I have simplified the contract for the purpose of this post, since we will only focus on implementing one command type. Let’s start from the top and work our way down.

The IOUContract implements the Contract, requiring it to now have a verify function that gets called to verify (hence the name) a transaction.

Contract Class Name

The class name of the contract has been included here:

companion object {
    @JvmStatic
    val IOU_CONTRACT_ID = "net.corda.contracts.IOUContract"
}


This is used in other parts of Corda when the reflection is required. R3’s training materials have done it this way, but I personally think it’s a bit funky and should be done differently.

companion object {
    @JvmStatic
    val IOU_CONTRACT_ID = IOUContract::class.qualifiedName!!
}


That’s a bit better in my opinion. This solution removes the need to change the string’s value if the class is moved or renamed. That being said, Corda has followed the convention of using strings in their code, so if you need to use the inbuilt contracts, you can expect them to follow this format. I’ll leave it up to you to decide which one you prefer.

Commands

Now, we can talk about the commands that I briefly mentioned earlier on in this section. I have put them below again so you don’t need to scroll again:

interface Commands : CommandData {
    class Issue : TypeOnlyCommandData(), Commands
    class Transfer : TypeOnlyCommandData(), Commands
    class Settle : TypeOnlyCommandData(), Commands
}


These commands are used to specify the intention of the transaction. It has been put here due to it’s connection to the contract, since they determine what conditions must be validated. That being said, you could put these commands somewhere else if you wanted, such as in its own file or outside of the contract class but within the same file. As long as your solution best describes your intention, then you are probably going in the correct direction.

Since these commands are simple and are only used to specify intent, TypeOnlyCommandData is extended. Other abstract classes are available that specify commands that we might want to use, such as MoveCommand.

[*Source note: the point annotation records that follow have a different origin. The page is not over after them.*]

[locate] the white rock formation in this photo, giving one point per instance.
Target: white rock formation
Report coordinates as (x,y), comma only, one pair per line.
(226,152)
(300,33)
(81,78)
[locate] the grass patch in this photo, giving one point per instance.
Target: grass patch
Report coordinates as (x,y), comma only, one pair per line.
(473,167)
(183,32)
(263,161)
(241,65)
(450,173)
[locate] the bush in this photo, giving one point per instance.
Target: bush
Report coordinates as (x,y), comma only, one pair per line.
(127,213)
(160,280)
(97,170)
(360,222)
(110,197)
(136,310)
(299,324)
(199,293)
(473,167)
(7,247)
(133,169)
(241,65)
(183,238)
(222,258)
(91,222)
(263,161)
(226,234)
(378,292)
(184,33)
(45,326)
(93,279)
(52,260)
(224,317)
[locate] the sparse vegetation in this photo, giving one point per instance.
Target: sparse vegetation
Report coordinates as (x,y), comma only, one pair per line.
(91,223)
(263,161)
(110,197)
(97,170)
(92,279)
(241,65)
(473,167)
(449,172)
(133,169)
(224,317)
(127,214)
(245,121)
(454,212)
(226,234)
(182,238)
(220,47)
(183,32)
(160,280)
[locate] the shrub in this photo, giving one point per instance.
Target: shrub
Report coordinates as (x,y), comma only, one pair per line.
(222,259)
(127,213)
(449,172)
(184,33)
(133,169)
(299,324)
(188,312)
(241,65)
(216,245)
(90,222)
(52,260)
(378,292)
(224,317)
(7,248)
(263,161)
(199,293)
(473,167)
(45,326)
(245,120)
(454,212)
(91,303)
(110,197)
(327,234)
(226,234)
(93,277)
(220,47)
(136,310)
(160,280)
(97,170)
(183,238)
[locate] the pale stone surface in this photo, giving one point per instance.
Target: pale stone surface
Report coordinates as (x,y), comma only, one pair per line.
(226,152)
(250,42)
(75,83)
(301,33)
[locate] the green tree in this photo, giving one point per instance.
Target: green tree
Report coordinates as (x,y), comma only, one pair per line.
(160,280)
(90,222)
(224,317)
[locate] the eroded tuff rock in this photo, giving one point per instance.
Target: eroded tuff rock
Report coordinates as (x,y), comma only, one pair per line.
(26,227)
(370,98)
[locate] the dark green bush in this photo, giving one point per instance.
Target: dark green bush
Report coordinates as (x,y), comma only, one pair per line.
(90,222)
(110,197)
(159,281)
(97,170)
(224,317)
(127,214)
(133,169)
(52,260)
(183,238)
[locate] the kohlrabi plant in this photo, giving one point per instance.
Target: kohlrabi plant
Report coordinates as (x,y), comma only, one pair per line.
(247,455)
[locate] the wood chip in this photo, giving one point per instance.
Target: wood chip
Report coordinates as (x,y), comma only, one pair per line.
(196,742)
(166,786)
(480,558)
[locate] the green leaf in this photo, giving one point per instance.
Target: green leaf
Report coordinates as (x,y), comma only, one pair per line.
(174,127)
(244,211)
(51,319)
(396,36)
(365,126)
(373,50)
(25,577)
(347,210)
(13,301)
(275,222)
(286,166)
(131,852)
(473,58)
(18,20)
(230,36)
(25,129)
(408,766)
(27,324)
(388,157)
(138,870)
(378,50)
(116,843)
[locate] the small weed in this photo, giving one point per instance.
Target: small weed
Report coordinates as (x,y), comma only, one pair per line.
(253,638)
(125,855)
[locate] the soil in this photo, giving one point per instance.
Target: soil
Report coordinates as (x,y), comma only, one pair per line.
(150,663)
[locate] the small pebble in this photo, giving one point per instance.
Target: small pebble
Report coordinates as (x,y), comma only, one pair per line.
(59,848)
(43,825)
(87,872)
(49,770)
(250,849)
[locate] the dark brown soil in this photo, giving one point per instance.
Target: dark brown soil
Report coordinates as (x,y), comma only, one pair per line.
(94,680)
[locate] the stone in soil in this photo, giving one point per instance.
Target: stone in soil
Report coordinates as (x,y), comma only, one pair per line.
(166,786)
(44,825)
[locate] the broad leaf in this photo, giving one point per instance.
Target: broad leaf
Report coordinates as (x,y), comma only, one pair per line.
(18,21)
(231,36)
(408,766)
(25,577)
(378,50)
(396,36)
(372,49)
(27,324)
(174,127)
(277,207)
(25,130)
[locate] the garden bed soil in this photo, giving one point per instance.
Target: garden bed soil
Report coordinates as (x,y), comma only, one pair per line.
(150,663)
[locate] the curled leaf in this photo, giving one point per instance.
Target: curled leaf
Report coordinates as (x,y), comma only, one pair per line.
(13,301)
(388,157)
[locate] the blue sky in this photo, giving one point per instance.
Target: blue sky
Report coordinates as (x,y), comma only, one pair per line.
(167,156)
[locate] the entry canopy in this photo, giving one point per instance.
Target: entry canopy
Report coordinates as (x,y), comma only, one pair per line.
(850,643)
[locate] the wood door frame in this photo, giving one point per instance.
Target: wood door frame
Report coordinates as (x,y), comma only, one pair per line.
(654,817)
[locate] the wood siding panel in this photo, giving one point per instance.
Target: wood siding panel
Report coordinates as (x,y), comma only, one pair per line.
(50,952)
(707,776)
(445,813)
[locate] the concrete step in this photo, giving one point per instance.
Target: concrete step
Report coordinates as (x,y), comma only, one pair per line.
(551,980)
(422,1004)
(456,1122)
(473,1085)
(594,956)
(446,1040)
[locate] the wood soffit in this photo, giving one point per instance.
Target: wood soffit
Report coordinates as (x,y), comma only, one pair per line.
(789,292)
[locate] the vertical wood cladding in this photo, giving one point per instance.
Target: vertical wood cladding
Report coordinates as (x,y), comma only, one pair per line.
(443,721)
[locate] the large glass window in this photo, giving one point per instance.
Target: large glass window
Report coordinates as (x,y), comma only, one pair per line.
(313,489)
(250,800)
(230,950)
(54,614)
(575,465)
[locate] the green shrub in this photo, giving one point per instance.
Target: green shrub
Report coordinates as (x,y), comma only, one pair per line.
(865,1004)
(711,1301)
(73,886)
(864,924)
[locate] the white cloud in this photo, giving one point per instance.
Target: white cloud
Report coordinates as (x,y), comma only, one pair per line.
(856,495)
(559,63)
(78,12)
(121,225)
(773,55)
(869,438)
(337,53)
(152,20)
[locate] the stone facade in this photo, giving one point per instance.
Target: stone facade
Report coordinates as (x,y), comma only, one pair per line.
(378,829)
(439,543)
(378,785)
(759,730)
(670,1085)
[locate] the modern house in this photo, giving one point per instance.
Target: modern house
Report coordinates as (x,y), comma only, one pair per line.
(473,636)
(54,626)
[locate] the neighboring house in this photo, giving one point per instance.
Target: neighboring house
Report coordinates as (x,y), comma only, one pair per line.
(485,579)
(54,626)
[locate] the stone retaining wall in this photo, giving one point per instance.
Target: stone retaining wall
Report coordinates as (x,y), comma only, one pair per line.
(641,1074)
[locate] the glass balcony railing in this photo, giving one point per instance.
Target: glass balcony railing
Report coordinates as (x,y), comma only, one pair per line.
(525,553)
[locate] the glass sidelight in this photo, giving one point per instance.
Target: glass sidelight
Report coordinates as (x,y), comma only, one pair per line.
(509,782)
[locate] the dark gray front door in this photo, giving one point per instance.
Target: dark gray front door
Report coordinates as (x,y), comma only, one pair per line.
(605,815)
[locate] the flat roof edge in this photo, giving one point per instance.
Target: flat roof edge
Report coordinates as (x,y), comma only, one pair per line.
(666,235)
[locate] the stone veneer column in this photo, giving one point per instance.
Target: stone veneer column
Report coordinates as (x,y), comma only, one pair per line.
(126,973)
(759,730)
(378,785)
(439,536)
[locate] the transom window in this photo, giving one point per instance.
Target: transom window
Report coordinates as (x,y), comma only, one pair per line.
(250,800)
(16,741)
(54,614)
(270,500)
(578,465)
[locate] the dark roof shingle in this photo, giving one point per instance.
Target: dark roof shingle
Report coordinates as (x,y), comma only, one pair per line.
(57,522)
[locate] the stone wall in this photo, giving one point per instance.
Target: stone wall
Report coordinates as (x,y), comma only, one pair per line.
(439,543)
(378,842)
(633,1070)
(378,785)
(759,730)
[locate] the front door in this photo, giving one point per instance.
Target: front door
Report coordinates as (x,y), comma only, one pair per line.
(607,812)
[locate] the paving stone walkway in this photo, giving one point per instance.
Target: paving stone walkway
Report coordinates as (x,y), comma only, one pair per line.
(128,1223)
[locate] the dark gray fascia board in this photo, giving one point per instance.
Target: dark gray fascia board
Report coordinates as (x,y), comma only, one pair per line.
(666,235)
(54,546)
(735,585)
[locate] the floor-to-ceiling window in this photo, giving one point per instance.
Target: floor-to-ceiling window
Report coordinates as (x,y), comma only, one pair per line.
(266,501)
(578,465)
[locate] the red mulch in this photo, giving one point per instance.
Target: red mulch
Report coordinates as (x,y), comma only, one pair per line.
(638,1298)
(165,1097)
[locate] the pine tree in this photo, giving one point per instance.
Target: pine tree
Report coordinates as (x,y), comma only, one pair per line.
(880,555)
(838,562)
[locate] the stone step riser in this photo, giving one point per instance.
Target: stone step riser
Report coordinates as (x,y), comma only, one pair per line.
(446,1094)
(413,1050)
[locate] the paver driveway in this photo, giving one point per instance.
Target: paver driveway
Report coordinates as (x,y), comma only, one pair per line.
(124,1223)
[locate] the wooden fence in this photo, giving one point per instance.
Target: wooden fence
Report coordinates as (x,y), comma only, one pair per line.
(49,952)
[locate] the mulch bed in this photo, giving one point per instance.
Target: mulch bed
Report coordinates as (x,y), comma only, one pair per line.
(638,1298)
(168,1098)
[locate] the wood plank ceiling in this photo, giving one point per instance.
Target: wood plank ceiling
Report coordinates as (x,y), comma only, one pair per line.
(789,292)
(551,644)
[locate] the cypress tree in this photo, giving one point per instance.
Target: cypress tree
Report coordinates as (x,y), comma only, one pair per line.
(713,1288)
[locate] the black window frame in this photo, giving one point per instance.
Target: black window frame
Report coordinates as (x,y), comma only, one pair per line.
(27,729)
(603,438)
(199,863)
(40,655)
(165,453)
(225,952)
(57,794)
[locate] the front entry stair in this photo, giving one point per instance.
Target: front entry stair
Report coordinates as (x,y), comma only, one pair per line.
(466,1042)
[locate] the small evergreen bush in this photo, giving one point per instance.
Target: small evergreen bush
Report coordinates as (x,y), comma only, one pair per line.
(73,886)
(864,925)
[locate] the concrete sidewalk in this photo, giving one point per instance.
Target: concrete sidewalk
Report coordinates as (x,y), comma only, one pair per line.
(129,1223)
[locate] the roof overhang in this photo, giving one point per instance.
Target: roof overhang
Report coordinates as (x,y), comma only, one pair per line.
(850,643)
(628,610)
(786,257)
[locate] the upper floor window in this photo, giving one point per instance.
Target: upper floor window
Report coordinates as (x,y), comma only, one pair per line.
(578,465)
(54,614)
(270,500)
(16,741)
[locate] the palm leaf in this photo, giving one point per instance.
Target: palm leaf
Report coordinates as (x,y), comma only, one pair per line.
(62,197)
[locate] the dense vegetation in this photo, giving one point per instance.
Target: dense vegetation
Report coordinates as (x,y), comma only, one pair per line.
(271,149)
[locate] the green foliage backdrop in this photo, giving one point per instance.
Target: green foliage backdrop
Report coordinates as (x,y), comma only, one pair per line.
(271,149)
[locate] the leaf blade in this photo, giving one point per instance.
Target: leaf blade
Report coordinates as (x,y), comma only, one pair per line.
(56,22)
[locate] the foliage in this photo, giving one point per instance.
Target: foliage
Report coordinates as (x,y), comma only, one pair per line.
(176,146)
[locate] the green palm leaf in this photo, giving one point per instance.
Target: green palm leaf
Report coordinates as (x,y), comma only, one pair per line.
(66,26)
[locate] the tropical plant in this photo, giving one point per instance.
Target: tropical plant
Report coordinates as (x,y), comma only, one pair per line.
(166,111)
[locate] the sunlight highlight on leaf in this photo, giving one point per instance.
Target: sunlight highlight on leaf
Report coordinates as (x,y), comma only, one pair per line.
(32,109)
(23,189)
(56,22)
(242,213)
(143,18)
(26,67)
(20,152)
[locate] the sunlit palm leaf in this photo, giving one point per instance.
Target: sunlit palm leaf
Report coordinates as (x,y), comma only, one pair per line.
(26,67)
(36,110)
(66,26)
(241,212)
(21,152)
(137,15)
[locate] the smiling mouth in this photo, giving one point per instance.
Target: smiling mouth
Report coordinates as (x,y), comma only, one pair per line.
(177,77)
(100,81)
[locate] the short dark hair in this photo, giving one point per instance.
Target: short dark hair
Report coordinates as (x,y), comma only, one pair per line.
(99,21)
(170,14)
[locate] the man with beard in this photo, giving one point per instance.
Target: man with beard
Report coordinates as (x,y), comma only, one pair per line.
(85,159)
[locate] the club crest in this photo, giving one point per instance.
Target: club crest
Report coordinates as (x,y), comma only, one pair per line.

We will see how to use the commands in the next section.

Implementing Verify

Here’s where most of the magic happens, the code has been copied and pasted below:

override fun verify(tx: LedgerTransaction) {
    val command = tx.commands.requireSingleCommand<Commands>()
    when (command.value) {
        is Commands.Issue -> requireThat {
            "No inputs should be consumed when issuing an IOU." using (tx.inputs.isEmpty())
            "Only one output state should be created when issuing an IOU." using (tx.outputs.size == 1)
            val iou = tx.outputStates.single() as IOUState
            "A newly issued IOU must have a positive amount." using (iou.amount.quantity > 0)
            "The lender and borrower cannot have the same identity." using (iou.borrower != iou.lender)
            "Both lender and borrower together only may sign IOU issue transaction." using
                    (command.signers.toSet() == iou.participants.map { it.owningKey }.toSet())
        }
        is Commands.Transfer -> requireThat {
            // more conditions
        }
        is Commands.Settle -> {
            // more conditions
        }
    }
}


The verify function checks whether the proposed transaction is valid. If so, the transaction will continue forward and most likely be signed and committed to the ledger but if any of the conditions are not met an IllegalArgumentException is thrown thus likely leading to the termination of the proposed transaction.

Exceptions are generally how Corda deals with unmet requirements. When an exception is thrown, assuming nothing is trying to catch it, execution is terminated and propagated up until it is caught or it ends up in the console output. Using this, it provides a simple way to control the flow of the transaction since it can be stopped anywhere in its execution, even on the counterparty’s node, as the exception will be passed back to the initiator.

Onto the verification code itself. The command that the transaction is executing on its states is retrieved, and depending on the type, different checks are made to check the validity of the transaction. The requireThat DSL that Corda provides allows you to write a condition that must be true to continue along an error message that is output if the condition is false.

Let’s look at one of the requireThat statements a bit more closely:

val iou = tx.outputStates.single() as IOUState
"A newly issued IOU must have a positive amount." using (iou.amount.quantity > 0)


There's not much to explain here. The DSL takes care of the intent of the statement. What I will point out is the syntax:

<string message of what condition should be met> using <condition it must pass>


This is quite simple — a point that stupidly caught me out a bit. If the condition contains spaces in it, then it must be contained within brackets. Finally, the DSL can contain code that is not in a condition expression, allowing you to initialize variables that can then be used in the actual conditions.

That’s enough of contracts for now. They will pop up again in the next section when we put the IOUContract into action.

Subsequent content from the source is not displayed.